You don't. I'm using talk about control sometimes to describe what the agent is doing from the outside, but the hypothesis it believes all have a form like "The variables such and such will be as if they were set by BDT given such and such inputs".

One problem with this is that it doesn't actually rank hypotheses by which is best (in expected utility terms), just how much control is implied.

For the first setup, where its trying to learn what it has control over, thats true. But you can use any ordering of hypothesis for the descent, so we can just take "how good that world is" as our ordering. This is very fragile of course. If theres uncountably many great but unachievable worlds, we fail, and in any case we are paying for all this with performance on "ordinary learning". If this were running in a non-episodic environment, we would have to find a balance between having the probability of hypothesis decline according to goodness, and avoiding the "optimistic humean troll" hypothesis by considering complexity as well. It really seems like I ought to take "the active ingredient" of this method out, if I knew how.

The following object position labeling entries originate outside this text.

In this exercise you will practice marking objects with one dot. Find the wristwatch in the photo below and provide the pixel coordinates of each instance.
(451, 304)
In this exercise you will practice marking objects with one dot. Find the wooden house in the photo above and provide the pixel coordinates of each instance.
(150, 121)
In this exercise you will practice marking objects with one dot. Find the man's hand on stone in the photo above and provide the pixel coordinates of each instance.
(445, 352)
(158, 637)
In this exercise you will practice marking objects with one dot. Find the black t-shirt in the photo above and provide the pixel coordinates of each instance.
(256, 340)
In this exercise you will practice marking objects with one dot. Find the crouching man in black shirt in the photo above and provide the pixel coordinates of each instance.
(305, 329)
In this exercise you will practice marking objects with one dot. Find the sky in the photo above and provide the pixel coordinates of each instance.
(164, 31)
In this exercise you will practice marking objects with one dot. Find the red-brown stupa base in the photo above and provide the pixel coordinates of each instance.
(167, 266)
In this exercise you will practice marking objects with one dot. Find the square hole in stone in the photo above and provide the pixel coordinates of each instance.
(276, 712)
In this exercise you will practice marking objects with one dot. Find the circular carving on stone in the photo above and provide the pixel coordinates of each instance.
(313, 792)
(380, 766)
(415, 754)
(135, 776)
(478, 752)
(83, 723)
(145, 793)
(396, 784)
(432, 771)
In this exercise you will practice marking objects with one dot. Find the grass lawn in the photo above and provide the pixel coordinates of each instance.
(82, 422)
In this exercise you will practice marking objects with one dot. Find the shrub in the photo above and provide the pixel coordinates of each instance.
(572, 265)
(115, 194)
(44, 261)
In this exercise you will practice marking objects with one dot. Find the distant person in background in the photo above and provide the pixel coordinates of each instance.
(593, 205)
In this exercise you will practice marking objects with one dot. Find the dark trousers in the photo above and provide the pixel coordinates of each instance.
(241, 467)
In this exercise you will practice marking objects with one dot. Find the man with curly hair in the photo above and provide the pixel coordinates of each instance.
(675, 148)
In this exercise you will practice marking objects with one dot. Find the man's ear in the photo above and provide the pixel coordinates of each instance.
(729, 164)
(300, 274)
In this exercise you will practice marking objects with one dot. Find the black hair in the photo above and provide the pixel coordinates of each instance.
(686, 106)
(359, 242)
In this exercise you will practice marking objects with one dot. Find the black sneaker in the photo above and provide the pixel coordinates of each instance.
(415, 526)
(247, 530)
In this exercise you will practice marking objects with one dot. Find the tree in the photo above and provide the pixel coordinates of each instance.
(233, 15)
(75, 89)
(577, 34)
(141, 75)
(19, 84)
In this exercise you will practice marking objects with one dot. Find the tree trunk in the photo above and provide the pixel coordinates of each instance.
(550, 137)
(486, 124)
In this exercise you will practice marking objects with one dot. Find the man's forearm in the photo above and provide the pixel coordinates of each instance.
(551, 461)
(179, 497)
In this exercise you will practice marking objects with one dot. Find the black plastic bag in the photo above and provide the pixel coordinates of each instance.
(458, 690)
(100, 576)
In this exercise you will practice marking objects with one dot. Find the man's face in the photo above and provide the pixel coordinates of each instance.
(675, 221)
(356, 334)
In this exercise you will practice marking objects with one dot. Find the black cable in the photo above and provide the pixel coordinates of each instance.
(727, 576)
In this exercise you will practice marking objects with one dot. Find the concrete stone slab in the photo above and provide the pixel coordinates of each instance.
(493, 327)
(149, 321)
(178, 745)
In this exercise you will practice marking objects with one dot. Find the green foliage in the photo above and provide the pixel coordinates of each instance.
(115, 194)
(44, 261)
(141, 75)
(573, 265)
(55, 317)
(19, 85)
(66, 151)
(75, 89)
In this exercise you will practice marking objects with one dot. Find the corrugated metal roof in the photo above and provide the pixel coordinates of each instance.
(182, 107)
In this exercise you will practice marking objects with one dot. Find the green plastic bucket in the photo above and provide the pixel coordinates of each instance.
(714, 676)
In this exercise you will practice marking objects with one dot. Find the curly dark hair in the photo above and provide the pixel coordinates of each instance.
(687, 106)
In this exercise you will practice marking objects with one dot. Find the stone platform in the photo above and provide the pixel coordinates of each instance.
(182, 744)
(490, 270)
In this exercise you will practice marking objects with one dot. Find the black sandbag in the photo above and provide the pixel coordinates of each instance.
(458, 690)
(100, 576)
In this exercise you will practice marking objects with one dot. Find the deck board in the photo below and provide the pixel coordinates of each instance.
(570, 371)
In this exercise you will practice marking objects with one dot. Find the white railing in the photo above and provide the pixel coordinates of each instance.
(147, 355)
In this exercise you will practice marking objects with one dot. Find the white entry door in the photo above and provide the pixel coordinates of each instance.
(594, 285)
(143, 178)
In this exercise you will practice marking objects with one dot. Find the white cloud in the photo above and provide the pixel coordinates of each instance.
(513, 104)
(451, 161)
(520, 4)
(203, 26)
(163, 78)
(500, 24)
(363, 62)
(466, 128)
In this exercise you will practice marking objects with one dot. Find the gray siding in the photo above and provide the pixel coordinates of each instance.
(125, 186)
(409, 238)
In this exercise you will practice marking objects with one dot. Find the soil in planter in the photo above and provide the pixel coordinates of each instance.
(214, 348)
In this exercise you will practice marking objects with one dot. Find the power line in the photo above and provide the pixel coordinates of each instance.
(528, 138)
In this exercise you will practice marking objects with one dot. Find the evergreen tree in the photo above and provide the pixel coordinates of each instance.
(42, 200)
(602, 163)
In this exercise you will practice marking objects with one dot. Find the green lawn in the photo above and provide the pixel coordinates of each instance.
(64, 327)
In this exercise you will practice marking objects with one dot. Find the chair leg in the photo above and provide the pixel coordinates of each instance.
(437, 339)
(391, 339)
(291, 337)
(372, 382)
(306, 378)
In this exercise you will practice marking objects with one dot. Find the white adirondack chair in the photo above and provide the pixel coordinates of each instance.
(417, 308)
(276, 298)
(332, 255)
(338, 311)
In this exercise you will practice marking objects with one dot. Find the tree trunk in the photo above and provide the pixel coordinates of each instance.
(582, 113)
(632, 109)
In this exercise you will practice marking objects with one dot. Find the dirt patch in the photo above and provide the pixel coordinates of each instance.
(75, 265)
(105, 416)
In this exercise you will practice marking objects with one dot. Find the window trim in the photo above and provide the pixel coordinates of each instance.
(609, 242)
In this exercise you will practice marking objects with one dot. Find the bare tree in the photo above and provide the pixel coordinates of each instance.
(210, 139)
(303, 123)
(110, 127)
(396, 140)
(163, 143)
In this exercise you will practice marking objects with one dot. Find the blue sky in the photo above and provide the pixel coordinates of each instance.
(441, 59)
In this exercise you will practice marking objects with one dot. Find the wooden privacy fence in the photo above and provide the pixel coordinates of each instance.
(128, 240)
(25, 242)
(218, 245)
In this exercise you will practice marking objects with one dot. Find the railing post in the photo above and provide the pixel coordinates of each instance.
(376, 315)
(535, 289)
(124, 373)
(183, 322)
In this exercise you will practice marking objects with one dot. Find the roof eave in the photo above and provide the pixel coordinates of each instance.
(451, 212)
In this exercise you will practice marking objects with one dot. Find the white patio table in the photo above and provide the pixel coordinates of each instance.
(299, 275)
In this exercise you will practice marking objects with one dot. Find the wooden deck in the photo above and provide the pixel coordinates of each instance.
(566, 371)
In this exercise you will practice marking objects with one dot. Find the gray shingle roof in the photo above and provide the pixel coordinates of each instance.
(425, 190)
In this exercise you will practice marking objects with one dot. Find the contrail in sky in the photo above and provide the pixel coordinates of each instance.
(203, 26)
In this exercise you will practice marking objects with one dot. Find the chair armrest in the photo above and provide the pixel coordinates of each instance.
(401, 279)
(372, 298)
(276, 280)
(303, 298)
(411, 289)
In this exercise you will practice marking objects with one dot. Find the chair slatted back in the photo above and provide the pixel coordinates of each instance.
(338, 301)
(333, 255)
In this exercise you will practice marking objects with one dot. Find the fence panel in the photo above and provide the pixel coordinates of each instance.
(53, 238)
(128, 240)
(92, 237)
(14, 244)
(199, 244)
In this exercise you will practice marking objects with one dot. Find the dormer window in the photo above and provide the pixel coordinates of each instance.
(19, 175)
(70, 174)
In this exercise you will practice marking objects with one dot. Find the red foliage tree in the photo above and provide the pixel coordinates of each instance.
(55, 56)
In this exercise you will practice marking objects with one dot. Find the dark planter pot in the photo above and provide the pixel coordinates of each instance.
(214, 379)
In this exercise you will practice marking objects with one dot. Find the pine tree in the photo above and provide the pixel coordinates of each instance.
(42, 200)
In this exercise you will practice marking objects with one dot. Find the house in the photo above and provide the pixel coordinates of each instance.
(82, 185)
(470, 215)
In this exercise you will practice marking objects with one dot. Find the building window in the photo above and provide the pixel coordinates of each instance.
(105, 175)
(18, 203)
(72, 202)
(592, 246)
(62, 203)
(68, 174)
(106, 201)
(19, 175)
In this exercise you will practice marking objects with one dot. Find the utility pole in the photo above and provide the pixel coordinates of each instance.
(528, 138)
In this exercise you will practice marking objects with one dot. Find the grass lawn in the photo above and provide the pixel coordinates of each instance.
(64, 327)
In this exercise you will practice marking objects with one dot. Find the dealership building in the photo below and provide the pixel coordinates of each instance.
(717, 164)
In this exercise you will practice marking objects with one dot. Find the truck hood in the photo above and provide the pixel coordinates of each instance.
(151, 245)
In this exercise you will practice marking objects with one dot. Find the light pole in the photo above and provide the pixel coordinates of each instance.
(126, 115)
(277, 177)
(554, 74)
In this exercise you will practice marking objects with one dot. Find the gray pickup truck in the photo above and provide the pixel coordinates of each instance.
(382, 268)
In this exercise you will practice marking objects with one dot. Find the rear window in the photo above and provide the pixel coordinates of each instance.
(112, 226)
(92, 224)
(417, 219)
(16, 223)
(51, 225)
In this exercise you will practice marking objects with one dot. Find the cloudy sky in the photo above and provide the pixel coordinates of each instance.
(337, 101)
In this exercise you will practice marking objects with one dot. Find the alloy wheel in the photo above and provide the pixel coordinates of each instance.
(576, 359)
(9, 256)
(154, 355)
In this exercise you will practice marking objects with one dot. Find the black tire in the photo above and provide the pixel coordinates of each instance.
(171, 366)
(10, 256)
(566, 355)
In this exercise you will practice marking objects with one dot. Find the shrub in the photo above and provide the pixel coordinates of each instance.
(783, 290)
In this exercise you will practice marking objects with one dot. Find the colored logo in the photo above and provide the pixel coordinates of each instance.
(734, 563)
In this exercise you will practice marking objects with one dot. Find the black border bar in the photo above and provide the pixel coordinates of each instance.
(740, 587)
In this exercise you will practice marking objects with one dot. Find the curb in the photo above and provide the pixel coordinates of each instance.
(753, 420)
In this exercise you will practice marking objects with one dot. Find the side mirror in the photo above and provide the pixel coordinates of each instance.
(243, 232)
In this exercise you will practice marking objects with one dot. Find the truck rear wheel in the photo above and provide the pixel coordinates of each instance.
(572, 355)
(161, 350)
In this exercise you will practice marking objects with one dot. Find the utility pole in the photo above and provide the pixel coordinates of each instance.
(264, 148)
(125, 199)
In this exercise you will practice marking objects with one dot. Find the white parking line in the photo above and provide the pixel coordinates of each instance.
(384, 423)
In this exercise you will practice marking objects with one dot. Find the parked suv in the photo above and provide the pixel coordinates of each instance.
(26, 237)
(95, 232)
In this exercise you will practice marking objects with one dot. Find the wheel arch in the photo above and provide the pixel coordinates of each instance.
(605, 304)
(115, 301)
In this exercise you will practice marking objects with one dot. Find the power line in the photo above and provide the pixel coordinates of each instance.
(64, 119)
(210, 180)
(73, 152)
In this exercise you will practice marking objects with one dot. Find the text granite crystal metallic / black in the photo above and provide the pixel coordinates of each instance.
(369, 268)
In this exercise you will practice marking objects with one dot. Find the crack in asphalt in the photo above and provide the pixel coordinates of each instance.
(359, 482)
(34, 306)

I'm using talk about control sometimes to describe what the agent is doing from the outside, but the hypothesis it believes all have a form like "The variables such and such will be as if they were set by BDT given such and such inputs".

Right, but then, are all other variables unchanged? Or are they influenced somehow? The obvious proposal is EDT -- assume influence goes with correlation. Another possible answer is "try all hypotheses about how things are influenced."

Right, but then, are all other variables unchanged? Or are they influenced somehow? The obvious proposal is EDT -- assume influence goes with correlation.

I'm not sure why you think there would be a decision theory in that as well. Obviously when BDT decides its output, it will have some theory about how its output nodes propagate. But the hypothesis as a whole doesn't think about influence. Its just a total probability distribution, and it includes that some things inside it are distributed according to BDT. It doesn't have beliefs about "if the output of BDT were different". If BDT implements a mixed strategy, it will have beliefs about what each option being enacted correlates with, but I don't see a problem if this doesn't track "real influence" (indeed, in the situations where this stuff is relevant it almost certainly won't) - its not used in this role.